In recent years, teachers of music studies in Westernised institutions of higher learning have faced significant challenges as debates grow about how deeply their methods are rooted in colonial, settler colonial, national, and imperial practices, and how necessary it is to create more equitable and socially just classrooms. Departments are increasingly considering whether students should have to read scores, learn music theory, or gain proficiency in multiple languages—traditional parts of the curriculum that are now being called into question. Many speak of a “global turn,” hoping at long last to move beyond music history’s national framework by imagining music in the world. Some are even considering that this may be the “end” of musicology as we know it.
In this lecture, Professor Tamara Levitz will interpret the current state of affairs, drawing on her experience over many years of conducting archival research on the history of the music subdisciplines. She will try to get to the bottom of the most urgent and divisive recent debates—whether on teaching skills, global musicology, or identarian politics—and suggest what is motivating them. After clarifying the historical context and what is at stake, she will offer thoughts and suggestions on the future of music studies.
About the Speaker: Professor Tamara Levitz, Professor for Comparative Literature and Musicology, UCLA
Tamara Levitz is Professor of Musicology and Comparative Literature in the Department of Comparative Literature at UCLA. The focus of her work is on literary and musical modernisms, and the history of the music disciplines.
In 2012, Levitz completed the monograph Modernist Mysteries: Perséphone, in which she presented a micro-historical analysis of the 1934 premiere of Igor Stravinsky’s and André Gide’s melodrama Perséphone. Modernist Mysteries earned Levitz the 2013 Otto Kinkeldey Award of the American Musicological Society, which recognises the most distinguished book in musicology published during the previous year and is musicology’s highest distinction.
For the past decade, Levitz has researched structures of white supremacy and racial exclusion in the formation of the music disciplines in the United States. This has led her to her current work on a series of articles on “Settler Colonial Humanists and the Racial Foundations of Comparison,” in which she critically compares comparative musicology and comparative literature.

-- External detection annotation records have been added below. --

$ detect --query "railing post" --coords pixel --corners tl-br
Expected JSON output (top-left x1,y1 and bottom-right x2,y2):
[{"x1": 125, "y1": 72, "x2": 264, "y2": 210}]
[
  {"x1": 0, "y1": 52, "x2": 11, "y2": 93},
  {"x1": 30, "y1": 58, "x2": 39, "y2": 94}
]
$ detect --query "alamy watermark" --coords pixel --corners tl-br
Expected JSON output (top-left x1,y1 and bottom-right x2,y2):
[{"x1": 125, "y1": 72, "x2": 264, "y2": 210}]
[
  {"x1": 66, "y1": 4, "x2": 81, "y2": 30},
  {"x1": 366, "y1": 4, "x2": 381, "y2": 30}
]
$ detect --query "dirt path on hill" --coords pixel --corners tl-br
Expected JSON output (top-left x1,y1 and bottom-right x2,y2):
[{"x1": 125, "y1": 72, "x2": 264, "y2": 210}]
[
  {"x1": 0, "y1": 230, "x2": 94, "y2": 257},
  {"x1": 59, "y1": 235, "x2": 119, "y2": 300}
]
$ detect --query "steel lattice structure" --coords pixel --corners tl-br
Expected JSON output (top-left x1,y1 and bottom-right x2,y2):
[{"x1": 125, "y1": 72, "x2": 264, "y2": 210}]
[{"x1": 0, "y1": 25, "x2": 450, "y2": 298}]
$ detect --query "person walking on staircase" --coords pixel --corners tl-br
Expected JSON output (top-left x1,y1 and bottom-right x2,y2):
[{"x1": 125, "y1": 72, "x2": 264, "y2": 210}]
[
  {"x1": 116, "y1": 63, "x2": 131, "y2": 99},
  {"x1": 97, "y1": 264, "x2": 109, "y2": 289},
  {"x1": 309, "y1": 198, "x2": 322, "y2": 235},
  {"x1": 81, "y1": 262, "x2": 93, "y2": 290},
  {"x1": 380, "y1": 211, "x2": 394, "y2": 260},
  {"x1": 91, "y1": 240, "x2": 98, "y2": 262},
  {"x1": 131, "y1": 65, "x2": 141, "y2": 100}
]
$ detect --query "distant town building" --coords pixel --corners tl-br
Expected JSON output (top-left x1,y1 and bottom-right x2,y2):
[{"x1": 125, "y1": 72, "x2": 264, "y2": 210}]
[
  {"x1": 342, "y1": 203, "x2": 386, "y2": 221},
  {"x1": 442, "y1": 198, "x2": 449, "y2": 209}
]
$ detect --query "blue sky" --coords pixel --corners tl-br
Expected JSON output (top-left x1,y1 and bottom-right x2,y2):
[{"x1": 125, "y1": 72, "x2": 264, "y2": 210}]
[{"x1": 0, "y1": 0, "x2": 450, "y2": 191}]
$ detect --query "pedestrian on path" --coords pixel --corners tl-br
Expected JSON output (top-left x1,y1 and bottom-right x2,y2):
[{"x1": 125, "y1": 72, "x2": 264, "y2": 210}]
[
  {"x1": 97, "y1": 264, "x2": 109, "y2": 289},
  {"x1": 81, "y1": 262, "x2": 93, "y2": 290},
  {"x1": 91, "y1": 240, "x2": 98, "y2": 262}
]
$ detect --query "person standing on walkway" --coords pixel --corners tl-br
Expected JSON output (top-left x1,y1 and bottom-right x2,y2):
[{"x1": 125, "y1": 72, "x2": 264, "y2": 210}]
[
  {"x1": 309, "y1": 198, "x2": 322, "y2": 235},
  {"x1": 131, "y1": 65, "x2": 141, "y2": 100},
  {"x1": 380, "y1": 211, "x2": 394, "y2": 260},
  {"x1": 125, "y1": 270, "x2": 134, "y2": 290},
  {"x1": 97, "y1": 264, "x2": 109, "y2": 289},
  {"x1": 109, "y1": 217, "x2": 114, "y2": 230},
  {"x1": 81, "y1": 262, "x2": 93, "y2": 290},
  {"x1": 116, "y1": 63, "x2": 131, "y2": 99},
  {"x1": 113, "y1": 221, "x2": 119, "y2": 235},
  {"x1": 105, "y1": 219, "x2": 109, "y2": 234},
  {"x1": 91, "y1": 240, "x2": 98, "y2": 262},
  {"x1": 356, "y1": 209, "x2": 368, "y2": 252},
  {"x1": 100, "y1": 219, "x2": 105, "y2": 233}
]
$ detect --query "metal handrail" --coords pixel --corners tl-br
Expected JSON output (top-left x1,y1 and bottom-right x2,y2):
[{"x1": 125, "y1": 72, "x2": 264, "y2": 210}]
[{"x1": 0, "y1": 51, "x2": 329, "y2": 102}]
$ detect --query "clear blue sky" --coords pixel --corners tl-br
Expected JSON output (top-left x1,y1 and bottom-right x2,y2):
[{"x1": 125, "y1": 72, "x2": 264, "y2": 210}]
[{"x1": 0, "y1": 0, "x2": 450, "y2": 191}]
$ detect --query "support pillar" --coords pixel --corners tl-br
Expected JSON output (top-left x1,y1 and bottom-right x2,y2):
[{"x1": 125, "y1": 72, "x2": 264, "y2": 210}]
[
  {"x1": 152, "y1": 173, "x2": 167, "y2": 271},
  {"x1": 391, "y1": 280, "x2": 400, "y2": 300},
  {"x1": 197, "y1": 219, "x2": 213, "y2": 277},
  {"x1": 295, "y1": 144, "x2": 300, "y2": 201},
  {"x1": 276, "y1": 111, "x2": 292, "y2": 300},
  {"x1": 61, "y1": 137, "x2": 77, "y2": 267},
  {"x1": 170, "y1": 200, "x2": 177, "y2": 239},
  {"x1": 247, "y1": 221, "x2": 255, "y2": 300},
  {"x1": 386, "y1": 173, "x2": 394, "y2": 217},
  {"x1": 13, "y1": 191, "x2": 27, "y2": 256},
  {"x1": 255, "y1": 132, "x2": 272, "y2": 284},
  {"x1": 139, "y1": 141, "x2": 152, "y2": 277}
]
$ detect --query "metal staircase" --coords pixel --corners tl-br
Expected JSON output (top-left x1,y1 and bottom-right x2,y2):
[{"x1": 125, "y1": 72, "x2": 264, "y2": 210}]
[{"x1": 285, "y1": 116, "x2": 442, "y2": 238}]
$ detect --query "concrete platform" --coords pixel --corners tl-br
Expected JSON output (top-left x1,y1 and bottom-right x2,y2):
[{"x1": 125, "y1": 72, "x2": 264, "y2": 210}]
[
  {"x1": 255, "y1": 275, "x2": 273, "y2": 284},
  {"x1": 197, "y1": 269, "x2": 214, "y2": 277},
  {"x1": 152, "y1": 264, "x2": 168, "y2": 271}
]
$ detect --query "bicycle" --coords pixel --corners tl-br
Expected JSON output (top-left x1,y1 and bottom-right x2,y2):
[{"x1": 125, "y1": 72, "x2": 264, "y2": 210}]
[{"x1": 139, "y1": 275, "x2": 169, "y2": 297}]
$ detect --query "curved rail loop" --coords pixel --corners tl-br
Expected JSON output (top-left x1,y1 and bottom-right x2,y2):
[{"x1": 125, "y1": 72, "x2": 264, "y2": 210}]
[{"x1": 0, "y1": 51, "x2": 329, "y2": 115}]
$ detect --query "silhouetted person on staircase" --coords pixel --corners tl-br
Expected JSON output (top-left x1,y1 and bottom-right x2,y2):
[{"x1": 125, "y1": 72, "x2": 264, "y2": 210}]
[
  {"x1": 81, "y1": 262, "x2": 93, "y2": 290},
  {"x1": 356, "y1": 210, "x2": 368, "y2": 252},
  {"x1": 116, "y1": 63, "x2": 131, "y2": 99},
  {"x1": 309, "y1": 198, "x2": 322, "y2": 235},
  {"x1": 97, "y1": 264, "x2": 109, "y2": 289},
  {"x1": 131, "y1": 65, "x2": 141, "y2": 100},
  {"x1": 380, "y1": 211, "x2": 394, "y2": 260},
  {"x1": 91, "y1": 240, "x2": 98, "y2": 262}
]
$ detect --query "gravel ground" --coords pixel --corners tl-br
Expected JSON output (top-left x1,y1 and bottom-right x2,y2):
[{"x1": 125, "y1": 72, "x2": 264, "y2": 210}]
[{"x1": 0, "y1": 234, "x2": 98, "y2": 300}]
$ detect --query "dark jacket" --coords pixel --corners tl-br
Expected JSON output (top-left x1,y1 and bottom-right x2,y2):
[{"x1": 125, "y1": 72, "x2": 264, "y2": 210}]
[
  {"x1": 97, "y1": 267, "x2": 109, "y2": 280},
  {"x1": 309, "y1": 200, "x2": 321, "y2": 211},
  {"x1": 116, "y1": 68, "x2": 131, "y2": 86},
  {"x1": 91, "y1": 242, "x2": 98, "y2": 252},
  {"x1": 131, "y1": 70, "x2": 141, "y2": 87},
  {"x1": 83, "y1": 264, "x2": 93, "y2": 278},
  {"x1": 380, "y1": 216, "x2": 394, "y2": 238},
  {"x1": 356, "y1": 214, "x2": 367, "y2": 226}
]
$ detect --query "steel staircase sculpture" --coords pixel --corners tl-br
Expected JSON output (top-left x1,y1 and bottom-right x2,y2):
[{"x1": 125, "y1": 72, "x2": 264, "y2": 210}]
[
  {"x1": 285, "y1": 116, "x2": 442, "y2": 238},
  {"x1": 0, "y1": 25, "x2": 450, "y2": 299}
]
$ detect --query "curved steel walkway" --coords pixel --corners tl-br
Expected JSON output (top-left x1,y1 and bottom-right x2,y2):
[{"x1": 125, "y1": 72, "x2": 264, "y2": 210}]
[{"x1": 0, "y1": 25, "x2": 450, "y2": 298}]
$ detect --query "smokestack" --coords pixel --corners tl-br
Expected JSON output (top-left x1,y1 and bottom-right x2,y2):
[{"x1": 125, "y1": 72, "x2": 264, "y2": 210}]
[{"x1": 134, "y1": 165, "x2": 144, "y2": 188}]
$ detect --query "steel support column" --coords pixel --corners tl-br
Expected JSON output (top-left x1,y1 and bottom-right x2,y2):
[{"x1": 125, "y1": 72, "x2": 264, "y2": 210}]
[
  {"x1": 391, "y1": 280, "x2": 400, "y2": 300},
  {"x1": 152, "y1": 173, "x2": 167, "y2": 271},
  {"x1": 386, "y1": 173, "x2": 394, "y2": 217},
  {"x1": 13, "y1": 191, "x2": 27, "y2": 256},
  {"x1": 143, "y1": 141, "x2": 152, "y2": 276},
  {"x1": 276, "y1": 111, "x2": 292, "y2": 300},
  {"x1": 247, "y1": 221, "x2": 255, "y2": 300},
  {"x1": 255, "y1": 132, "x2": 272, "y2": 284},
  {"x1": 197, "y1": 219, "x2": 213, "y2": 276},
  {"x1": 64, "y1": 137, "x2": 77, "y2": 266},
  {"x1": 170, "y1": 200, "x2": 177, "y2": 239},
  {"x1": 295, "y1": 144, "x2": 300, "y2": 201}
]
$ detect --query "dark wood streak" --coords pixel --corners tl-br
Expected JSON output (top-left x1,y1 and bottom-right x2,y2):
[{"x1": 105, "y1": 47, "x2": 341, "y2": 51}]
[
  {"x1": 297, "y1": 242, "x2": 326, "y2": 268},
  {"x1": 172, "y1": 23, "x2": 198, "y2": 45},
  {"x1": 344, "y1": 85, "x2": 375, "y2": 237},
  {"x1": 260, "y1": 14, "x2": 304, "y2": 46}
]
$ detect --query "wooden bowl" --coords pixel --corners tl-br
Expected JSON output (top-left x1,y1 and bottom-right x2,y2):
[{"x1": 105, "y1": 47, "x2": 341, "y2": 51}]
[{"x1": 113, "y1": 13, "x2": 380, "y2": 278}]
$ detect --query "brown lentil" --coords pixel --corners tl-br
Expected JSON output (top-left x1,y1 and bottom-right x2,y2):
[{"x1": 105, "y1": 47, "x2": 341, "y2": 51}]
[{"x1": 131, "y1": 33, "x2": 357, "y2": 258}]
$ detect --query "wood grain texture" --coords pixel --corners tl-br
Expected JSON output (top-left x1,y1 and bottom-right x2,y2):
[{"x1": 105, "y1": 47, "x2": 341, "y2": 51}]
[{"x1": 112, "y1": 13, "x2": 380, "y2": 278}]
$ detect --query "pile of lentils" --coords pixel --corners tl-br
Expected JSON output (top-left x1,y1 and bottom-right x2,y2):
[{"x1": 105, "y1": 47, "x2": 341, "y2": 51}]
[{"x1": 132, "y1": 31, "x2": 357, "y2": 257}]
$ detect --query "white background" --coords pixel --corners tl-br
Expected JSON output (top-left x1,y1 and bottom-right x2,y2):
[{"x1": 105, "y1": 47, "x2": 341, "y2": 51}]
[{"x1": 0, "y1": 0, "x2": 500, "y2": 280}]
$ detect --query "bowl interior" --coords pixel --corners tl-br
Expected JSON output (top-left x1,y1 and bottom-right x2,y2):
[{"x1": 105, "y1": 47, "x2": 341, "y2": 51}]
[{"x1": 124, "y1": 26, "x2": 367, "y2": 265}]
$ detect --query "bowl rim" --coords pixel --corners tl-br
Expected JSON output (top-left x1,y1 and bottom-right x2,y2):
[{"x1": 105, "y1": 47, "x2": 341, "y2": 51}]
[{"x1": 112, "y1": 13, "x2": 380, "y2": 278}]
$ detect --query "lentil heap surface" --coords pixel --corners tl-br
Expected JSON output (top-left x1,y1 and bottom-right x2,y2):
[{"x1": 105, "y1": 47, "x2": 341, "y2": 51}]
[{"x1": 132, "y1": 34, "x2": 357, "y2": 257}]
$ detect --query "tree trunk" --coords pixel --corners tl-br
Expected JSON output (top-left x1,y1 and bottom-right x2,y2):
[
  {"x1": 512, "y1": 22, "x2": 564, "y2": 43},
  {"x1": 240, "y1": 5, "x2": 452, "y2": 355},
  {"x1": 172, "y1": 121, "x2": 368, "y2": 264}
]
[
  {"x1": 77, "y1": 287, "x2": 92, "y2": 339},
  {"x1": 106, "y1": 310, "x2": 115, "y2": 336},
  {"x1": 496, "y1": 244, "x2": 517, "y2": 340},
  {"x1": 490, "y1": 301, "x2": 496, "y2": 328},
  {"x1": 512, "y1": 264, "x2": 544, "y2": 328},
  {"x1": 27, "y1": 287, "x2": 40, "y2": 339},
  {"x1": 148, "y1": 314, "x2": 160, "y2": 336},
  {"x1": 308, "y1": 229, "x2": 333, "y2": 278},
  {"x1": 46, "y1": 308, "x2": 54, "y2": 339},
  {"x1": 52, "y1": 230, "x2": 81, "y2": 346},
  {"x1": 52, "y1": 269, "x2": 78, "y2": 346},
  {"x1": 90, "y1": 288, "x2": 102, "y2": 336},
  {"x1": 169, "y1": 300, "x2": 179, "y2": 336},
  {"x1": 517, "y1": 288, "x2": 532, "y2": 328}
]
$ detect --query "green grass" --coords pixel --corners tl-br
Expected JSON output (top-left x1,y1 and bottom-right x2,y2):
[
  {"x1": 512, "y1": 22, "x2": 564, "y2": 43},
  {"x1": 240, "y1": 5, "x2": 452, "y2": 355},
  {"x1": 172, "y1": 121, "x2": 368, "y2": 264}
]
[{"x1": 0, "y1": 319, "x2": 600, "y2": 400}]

The first article in this series is on Zora Neale Hurston. Most recently, she gave the Arthur Danto Memorial Lecture at the American Society of Aesthetics, speaking on Paul C. Taylor’s concept of Black Reconstruction.
This event is free, but booking is required VIA Eventbrite.
This event will take place in person at the University of Leeds School of Music. It will be followed by a wine reception which you are invited to remain for.